One of my least favorite activities as a support engineer was trying to sift through the debris pile that is the
ps command. Inevitably, a Java process would error out and get stuck on a port that I needed open to restart a service. The service would show as up, but there was no functionality. This situation was confusing to junior techs and was something that I was asked to correct many, many times by finding the process that was stuck and killing it. There are also times where you may need to see if a particular process is running or find out if a process has spawned child processes. These scenarios are where understanding control groups will help tremendously. Control groups, at a basic level, organize processes based on the parent and then organize processes into a hierarchy.
Here, we will look at two ways to improve on the standard
ps command that most people use. I know many people pair
grep, and like pecan pie and Noah's Mill, I fully endorse this practice. I also encourage you to check into the following two methods, as they can make understanding process hierarchies a bit easier.

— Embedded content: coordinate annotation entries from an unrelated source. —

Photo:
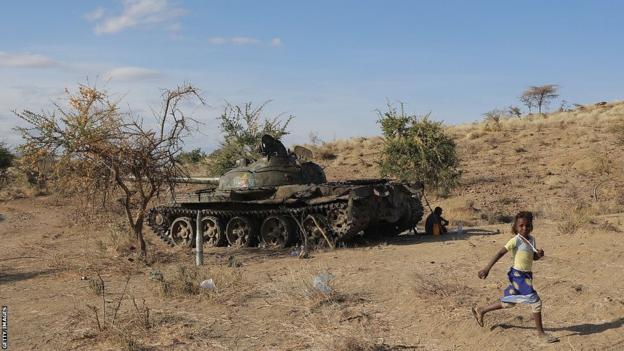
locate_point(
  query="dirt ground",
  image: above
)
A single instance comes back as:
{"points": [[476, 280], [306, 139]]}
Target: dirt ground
{"points": [[410, 292]]}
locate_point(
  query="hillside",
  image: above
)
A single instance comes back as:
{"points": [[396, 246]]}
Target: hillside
{"points": [[411, 292], [549, 164]]}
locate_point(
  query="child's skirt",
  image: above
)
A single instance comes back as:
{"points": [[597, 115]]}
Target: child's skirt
{"points": [[520, 289]]}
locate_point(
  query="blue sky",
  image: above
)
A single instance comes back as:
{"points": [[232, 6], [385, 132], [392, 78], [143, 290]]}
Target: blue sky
{"points": [[329, 63]]}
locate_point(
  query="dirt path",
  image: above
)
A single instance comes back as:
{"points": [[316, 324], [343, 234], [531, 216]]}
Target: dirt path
{"points": [[411, 291]]}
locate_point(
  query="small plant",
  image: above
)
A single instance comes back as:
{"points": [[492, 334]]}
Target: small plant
{"points": [[618, 130], [184, 282], [6, 161], [493, 119], [573, 219]]}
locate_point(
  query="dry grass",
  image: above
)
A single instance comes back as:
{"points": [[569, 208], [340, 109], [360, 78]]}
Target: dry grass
{"points": [[573, 218], [184, 281]]}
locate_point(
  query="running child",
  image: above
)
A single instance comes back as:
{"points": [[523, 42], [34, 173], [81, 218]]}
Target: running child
{"points": [[520, 289]]}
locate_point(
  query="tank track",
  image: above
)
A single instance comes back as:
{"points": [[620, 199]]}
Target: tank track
{"points": [[354, 225]]}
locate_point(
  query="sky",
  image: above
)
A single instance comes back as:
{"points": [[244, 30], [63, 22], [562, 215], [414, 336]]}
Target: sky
{"points": [[331, 64]]}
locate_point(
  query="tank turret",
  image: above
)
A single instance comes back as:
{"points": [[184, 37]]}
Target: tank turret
{"points": [[282, 198]]}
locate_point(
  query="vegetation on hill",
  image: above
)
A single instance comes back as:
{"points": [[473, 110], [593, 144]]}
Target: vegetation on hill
{"points": [[242, 128], [417, 149]]}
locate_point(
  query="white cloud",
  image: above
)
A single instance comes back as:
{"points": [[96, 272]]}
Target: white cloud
{"points": [[25, 60], [137, 13], [130, 74], [95, 14], [217, 40], [275, 42], [244, 41]]}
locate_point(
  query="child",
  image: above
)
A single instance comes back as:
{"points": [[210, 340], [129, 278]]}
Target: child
{"points": [[520, 289]]}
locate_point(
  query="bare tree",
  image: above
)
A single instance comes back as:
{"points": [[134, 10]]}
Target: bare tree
{"points": [[539, 96], [97, 147]]}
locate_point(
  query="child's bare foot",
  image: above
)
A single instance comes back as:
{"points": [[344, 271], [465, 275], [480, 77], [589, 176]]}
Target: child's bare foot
{"points": [[547, 338], [476, 312]]}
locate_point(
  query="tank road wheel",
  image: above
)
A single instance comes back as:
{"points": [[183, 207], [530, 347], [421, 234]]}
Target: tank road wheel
{"points": [[241, 231], [338, 220], [277, 231], [314, 234], [214, 231], [181, 231]]}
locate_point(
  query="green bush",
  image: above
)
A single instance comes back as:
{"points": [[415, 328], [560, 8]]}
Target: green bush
{"points": [[6, 160], [417, 149], [193, 156], [242, 128]]}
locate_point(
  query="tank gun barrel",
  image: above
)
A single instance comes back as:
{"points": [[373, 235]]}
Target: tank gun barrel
{"points": [[196, 180]]}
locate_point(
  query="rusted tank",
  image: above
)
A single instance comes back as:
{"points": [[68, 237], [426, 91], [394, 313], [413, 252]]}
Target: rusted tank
{"points": [[281, 199]]}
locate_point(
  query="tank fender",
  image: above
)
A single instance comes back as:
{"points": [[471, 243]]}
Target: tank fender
{"points": [[361, 193], [381, 190]]}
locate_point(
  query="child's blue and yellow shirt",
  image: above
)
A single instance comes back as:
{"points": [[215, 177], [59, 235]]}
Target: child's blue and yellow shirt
{"points": [[522, 253]]}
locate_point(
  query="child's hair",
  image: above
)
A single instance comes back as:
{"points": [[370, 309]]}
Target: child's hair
{"points": [[528, 215]]}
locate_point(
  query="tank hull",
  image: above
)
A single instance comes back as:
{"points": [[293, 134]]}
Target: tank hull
{"points": [[319, 215]]}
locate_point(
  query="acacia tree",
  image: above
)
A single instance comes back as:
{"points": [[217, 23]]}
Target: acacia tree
{"points": [[6, 160], [242, 128], [539, 96], [96, 146], [417, 149]]}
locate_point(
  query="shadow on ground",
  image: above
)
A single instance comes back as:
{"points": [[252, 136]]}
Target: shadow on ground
{"points": [[227, 255], [578, 329], [12, 277]]}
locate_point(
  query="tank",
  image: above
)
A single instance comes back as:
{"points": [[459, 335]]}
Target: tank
{"points": [[282, 199]]}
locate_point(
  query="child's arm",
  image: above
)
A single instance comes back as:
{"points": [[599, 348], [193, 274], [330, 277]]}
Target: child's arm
{"points": [[537, 255], [485, 271]]}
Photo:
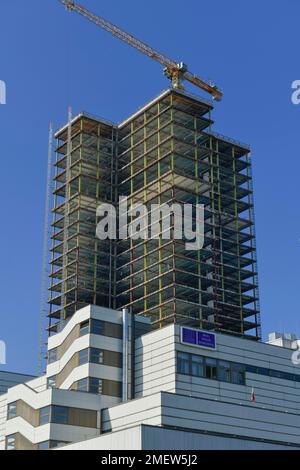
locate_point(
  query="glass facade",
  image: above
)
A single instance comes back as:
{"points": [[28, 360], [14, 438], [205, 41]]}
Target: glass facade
{"points": [[210, 368], [164, 154]]}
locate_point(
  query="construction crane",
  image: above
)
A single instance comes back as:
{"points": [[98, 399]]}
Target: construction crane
{"points": [[177, 72]]}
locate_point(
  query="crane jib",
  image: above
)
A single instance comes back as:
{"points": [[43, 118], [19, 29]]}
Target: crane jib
{"points": [[175, 71]]}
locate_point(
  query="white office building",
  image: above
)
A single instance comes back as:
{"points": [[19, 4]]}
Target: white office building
{"points": [[172, 388]]}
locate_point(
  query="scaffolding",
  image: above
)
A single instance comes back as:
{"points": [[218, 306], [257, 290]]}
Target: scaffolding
{"points": [[81, 265], [164, 153], [167, 153]]}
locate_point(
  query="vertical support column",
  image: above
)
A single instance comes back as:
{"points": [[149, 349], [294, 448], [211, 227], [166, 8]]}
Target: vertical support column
{"points": [[63, 311], [127, 356], [43, 308]]}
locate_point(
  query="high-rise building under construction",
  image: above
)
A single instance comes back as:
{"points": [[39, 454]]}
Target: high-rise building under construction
{"points": [[164, 153]]}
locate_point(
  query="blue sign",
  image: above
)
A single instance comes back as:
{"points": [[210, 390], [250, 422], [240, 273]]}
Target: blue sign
{"points": [[199, 338]]}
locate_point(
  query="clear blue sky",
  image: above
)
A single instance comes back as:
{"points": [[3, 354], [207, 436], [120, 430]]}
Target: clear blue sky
{"points": [[51, 59]]}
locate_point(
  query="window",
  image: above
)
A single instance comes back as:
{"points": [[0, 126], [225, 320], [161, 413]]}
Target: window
{"points": [[83, 357], [51, 382], [43, 445], [210, 368], [224, 371], [96, 386], [97, 327], [12, 410], [82, 385], [44, 415], [197, 366], [183, 363], [52, 355], [10, 442], [60, 414], [50, 444], [113, 330], [238, 374], [96, 356], [84, 328]]}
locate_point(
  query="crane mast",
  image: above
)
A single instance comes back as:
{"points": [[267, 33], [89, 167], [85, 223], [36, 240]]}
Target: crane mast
{"points": [[177, 72]]}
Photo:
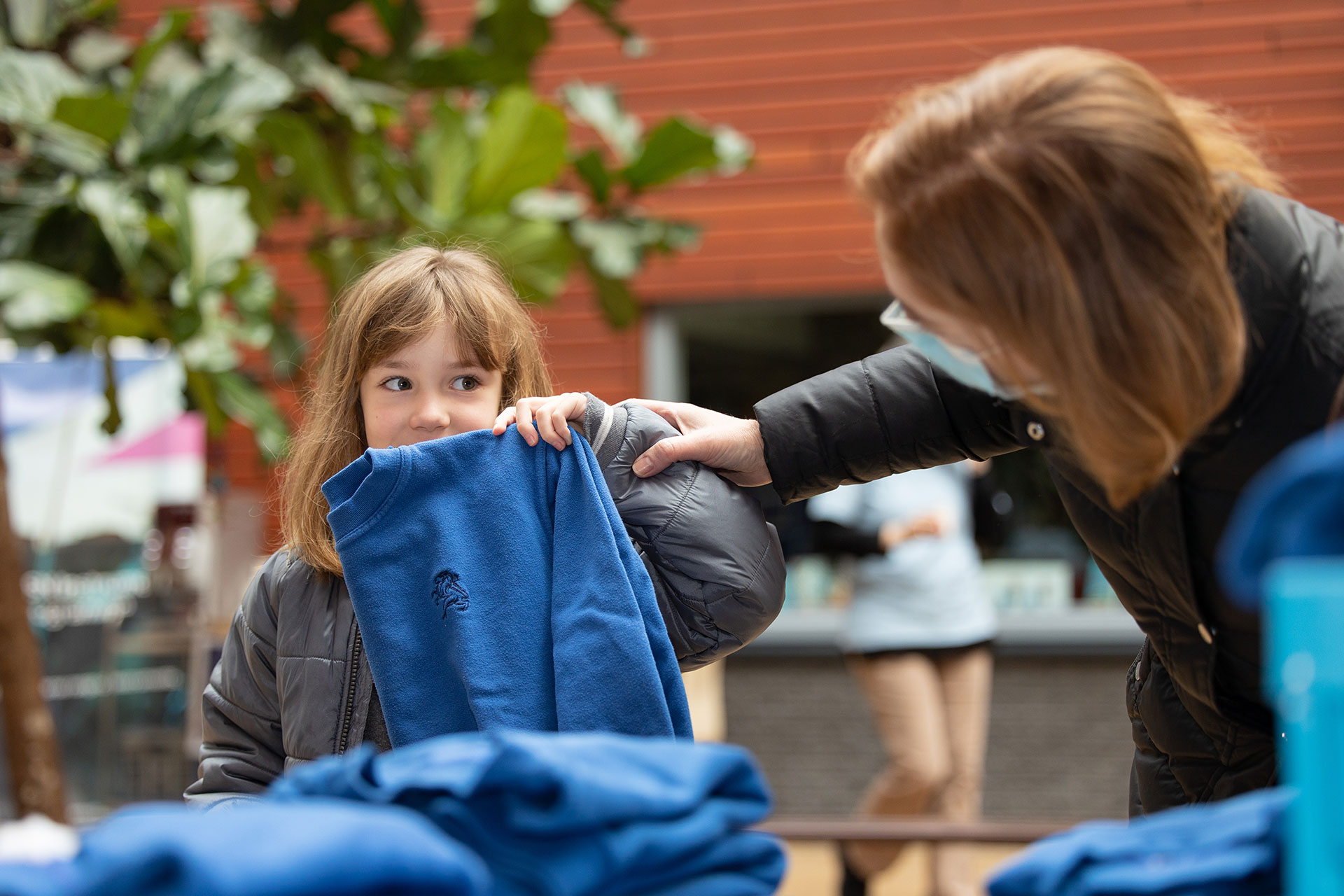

The first method is a standard
ps command with the process tree enabled. When you run this command:
[root@fed31 ~]# ps xawf -eo pid,user,cgroup,args
the following output might be the result:
This output has been shortened as it is very verbose. However, you receive a large amount of information with this command. From left to right, we have the PID, USER, CGROUP, and COMMAND.
I find that this output is a great way of seeing exactly which process belongs to which parent job. It's also in a fairly user-friendly format. The command itself can be a lot to type out on a regular basis, so I recommend setting up a shell alias. For more information on how to create an alias, see my article on the subject here. For now, something like this would be appropriate:
alias pscgroup='ps xawf -eo pid,user,cgroup,args'
The next option we will look at is a
systemd utility. This method is an even better way, in my humble opinion, to see which job belongs to which parent process or owner. When you type this:
[root@fed31 ~]# systemd-cgls
the result might look like this:
Again, the screenshot has been shortened due to the length of the output. In this version, you can more easily see which process belongs to which user, plus each process shows its child processes as subsets of information. This method is a super simple way to see the organization of processes and find ownership quickly.
These two methods of viewing processes helped me to get a grasp of what owns what. Hopefully, you will find these helpful as well!